Beshear signaled his intention to do that by appointing an African-American trustee. He asked a nominating committee to convene as soon as possible to submit three names to him as required by law.

“I will be specifically asking the committee to forward names of qualified African-Americans so that I can appoint such a person to the University of Louisville Board of Trustees,” Beshear said in a statement.

The controversy arose this past summer when Beshear made his latest round of appointments to the UofL board.

The Rev. Kevin Cosby, the only African-American on the board, was replaced by businessman Paul Diaz, who is Hispanic. Diaz is currently the lone minority on the board. The sudden lack of black representation on the board drew sharp criticism from civil-rights activists.

It spurred a group of black ministers to ask Conway’s office if Beshear’s appointments to the UofL board had skirted state law.

The AG’s opinion said a Hispanic qualifies as a racial minority for purposes of appointment to state boards. But it said the board’s membership remained out of balance. Based on the state’s minority racial composition, at least two of the governor’s 17 appointments to the UofL board should be minorities to comply with state law, the opinion said.

Beshear, a former attorney general, said the opinion correctly pointed out that state law requires two minority representatives on the board.

The Democratic governor said he has worked hard during his two terms to diversify boards and appointments.

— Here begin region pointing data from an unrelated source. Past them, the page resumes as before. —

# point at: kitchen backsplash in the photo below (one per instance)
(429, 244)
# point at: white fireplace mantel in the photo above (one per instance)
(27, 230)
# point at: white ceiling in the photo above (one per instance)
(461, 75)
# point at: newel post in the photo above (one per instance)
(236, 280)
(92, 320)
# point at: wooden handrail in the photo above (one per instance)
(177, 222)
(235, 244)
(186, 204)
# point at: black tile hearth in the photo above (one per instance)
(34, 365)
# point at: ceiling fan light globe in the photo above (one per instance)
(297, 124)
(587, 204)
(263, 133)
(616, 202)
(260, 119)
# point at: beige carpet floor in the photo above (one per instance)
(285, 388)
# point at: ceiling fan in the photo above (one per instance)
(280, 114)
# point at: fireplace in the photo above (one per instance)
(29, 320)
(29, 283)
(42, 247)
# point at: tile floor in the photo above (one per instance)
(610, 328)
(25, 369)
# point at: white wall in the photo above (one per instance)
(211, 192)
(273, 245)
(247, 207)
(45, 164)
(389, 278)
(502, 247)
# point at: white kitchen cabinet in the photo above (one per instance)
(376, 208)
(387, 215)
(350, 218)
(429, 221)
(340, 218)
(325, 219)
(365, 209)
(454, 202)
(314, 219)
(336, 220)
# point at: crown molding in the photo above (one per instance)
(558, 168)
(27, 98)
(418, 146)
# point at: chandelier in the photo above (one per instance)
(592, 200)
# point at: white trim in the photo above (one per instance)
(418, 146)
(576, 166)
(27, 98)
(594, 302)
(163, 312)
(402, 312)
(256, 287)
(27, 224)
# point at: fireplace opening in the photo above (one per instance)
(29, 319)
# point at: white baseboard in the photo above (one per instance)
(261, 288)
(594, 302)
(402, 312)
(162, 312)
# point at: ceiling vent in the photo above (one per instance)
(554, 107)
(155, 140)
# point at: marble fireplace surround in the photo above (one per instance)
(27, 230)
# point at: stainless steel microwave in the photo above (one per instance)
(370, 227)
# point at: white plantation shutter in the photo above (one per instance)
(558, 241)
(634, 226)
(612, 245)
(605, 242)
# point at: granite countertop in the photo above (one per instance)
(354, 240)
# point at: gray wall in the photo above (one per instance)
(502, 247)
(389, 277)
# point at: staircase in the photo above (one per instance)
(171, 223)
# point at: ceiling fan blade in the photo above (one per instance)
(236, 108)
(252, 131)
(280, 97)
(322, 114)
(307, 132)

“As I have said before, while we make every effort to comply with all the different requirements placed on these appointments by statute, because of all the different categories and factors required to be considered, and because terms expire at different times, there will always be situations when a particular board may not exactly fulfill every single requirement for a period of time,” Beshear said in his statement.

After the latest round of appointments, however, The Courier-Journal of Louisville reported that UofL trustees and their spouses have been generous donors to Beshear’s political causes.

Wilson noted in his resignation letter to Beshear that unless someone stepped down, there would not be another vacancy on the UofL board until next year. Wilson said that was too long to wait.

“When I accepted your appointment, I certainly intended to serve out a full term,” Wilson wrote. “However, like many others in our community, I am concerned about the current lack of diversity on the board, a concern I know you share.

“As a premier metropolitan research university, UofL’s board should reflect its community and I fear the lack of racial diversity on the board may hinder the positive progress the board has started to make,” he added.

The flap over minority representation on the UofL board had surfaced as an issue in this year’s governor’s race.

Conway, the Democratic nominee for governor, recently promised he would appoint blacks to the UofL board if elected governor in November.

Matt Bevin, Conway’s Republican opponent, recently accused Conway of dragging his feet in reviewing whether Beshear’s administration was out of compliance with state law with its appointments to the UofL board.

Bevin said this week it was “highly inappropriate” to have no African-American representation on the board.